教室では、あれほど知性とウイットにあふれた先生が、娼婦に身を落としてまで孤独なこころの隙間を埋めようとして、欲望を剥き出しにして生きていたのです。

あなたは高校時代に、森本くんが知性が劣っていると小馬鹿にしていましたね。

その森本くんにすべての罪をなすりつけるための筋立ての道具として娼婦たちを利用して殺しました。

どうして娼婦たちを虫けらのように殺せるのです?

・・・すべてを知的に判断するあなたは、おそらく、良心などという意味不明な概念などは持ち合わせてはいないのでしょう。

その良心ということばを持ち出せば、あなたは軽蔑することでしょう。

たしかに、「良心」は手垢にまみれ、洗い晒しになったことばです。

「良心」は、良くも悪くも、ひとがひとであるために拠って立つこころの在り方と言い換えてもよいかもしれません。

それがなくなれば、ひとはひとではなくなるのです。

他者を単なる道具としてしか見ず、同胞を平気で殺すあなたは、もはやひとではありません。

あなたは、・・・真っ暗闇の地獄の底を、得体のしれない異形の獣たちとともに汚泥にまみれてはいずり回る、虫けら以下の生き物です。

“The third (clue) is symbolical. The manner of my death marking me on the forehead. The brand of Cain.”

Christieのあの小説の最終章で、犯人は、じぶんはカインの末裔の罪ある人間だと告白して自殺しました。

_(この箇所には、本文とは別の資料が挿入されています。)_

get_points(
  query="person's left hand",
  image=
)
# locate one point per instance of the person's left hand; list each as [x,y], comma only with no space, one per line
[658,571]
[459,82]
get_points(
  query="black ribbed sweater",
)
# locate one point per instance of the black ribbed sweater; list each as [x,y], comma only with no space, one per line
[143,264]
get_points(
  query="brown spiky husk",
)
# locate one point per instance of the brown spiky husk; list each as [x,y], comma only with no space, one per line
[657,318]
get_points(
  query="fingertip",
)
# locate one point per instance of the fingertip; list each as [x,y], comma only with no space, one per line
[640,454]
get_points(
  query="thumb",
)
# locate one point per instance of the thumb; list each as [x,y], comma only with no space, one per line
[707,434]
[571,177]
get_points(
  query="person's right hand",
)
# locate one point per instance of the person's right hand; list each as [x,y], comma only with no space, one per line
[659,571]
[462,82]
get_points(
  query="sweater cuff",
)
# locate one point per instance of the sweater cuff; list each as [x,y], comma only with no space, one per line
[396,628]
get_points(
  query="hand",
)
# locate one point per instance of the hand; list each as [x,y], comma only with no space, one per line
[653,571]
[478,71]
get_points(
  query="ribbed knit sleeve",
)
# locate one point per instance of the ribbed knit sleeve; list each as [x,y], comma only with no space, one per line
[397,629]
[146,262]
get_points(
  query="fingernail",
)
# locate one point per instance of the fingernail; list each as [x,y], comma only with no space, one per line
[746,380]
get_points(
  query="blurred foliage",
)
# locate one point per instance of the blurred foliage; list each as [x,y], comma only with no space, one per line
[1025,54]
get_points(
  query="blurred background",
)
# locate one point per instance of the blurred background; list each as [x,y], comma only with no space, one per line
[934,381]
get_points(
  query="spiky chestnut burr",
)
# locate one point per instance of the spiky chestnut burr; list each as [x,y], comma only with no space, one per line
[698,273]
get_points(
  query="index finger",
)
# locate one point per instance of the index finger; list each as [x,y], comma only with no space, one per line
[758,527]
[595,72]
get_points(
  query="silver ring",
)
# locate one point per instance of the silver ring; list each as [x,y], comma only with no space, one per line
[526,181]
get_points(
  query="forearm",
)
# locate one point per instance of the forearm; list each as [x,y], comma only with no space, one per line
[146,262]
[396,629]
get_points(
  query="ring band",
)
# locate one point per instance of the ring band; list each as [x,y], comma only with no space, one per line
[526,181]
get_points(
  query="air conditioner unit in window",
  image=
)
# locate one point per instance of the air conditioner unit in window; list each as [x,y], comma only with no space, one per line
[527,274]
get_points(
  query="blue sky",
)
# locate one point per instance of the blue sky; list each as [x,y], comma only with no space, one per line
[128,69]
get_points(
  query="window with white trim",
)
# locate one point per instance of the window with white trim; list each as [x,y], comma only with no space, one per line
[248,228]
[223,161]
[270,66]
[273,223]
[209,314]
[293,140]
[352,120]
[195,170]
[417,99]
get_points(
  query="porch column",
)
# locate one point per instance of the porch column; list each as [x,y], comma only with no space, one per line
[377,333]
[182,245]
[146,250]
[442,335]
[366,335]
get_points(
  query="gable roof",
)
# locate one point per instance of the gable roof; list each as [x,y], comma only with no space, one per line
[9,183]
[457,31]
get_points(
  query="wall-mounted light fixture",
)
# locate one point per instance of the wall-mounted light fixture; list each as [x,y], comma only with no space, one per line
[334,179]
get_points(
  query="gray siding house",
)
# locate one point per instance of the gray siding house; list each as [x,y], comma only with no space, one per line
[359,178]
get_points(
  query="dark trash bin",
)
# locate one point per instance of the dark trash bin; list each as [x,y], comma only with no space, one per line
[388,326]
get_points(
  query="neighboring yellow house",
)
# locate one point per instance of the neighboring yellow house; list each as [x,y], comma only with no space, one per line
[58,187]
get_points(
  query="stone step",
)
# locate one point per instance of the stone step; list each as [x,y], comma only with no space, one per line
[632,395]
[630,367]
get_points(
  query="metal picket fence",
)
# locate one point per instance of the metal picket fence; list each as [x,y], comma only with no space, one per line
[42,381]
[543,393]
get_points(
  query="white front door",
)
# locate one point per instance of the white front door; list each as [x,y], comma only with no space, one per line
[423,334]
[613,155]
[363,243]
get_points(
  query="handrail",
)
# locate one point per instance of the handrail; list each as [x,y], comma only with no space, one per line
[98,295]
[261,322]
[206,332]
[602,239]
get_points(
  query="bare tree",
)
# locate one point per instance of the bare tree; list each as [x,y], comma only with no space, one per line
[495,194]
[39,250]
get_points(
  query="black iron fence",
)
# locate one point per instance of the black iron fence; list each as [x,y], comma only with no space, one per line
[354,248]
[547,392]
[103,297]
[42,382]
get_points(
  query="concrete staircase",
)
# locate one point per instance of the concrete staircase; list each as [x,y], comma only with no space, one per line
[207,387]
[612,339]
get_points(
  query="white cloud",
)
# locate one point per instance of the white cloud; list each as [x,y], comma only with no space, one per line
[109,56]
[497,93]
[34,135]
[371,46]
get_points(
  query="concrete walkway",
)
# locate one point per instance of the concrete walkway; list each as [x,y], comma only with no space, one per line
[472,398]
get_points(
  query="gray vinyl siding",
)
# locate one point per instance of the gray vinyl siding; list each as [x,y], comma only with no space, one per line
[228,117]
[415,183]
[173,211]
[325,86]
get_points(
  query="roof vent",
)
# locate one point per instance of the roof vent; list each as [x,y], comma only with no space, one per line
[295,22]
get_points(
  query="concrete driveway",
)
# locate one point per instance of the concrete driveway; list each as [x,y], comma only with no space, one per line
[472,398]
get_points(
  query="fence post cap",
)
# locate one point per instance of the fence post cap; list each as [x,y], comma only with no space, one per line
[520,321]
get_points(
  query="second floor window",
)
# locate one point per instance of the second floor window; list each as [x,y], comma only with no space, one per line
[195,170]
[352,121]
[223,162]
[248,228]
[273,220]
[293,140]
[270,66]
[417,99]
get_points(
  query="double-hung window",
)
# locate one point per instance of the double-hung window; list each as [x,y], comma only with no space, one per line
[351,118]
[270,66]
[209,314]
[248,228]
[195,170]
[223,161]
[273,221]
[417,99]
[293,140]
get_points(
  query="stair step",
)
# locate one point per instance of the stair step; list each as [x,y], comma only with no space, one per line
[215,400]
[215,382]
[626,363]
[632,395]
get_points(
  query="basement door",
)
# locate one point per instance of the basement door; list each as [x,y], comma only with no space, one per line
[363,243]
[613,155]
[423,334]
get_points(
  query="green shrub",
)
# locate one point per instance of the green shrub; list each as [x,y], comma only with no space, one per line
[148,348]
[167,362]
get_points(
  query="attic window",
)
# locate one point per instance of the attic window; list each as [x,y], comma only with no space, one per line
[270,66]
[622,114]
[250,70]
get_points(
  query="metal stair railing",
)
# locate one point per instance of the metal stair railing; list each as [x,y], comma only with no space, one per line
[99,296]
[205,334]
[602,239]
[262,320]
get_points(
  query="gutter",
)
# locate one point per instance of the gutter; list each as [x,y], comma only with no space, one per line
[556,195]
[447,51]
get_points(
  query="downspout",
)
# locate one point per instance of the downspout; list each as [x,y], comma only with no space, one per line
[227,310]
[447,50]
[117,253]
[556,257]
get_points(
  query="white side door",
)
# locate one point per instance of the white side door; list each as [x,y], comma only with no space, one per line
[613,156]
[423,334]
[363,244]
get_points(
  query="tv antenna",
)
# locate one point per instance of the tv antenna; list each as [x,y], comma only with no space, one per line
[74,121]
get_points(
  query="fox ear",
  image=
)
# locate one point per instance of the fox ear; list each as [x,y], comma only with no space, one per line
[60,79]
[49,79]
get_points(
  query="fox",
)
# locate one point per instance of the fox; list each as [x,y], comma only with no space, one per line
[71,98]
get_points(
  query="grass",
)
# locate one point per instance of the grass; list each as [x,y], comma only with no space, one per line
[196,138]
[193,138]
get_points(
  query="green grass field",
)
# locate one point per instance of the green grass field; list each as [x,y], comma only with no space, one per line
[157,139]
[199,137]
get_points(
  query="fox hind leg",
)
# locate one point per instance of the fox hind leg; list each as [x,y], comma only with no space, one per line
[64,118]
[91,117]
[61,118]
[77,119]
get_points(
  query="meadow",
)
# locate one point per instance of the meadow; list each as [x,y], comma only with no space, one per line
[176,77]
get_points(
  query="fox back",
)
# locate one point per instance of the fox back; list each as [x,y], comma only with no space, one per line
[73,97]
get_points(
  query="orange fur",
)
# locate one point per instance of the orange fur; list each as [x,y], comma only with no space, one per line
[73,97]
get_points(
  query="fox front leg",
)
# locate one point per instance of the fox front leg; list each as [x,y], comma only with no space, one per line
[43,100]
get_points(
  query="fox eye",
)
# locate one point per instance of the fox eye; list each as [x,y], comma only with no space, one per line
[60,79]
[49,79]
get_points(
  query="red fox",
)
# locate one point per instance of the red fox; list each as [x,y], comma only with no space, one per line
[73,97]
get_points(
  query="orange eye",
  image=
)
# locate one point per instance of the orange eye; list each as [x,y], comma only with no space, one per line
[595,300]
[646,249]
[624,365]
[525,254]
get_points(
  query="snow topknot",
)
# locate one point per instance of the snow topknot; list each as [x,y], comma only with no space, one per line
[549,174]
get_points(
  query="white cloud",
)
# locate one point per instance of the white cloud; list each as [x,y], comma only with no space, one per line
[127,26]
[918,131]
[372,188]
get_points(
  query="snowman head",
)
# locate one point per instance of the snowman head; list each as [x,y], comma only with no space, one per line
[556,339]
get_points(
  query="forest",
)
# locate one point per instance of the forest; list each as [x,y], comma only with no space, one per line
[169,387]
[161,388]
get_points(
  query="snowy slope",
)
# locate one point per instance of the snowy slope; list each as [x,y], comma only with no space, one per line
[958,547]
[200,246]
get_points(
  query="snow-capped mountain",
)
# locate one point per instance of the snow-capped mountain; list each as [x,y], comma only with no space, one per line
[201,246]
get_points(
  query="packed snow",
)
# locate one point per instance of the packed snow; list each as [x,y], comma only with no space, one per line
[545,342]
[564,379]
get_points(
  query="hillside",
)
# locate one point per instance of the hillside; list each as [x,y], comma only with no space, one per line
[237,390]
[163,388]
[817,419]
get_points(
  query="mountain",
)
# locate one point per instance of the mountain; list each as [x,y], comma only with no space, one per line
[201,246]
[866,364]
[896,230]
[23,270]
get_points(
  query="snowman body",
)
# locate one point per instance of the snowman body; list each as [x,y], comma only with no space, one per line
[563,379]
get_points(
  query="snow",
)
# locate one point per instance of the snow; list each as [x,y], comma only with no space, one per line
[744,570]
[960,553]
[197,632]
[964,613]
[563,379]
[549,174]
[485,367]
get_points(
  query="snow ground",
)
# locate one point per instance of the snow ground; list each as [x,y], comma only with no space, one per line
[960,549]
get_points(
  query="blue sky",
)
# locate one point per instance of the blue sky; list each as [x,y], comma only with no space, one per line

みずからが構想した、マザー・グースのわらべ唄にならって、順にひとりずつ消える10人のインディアン少年に見立てた、孤島での連続殺人の完全無欠な完結のために・・・。

何といういう傲岸不遜でしょう!


今さら良心とかは問いません。

あなたは、罪を認めますか?

・・・まず、罪を認めることからはじめてください。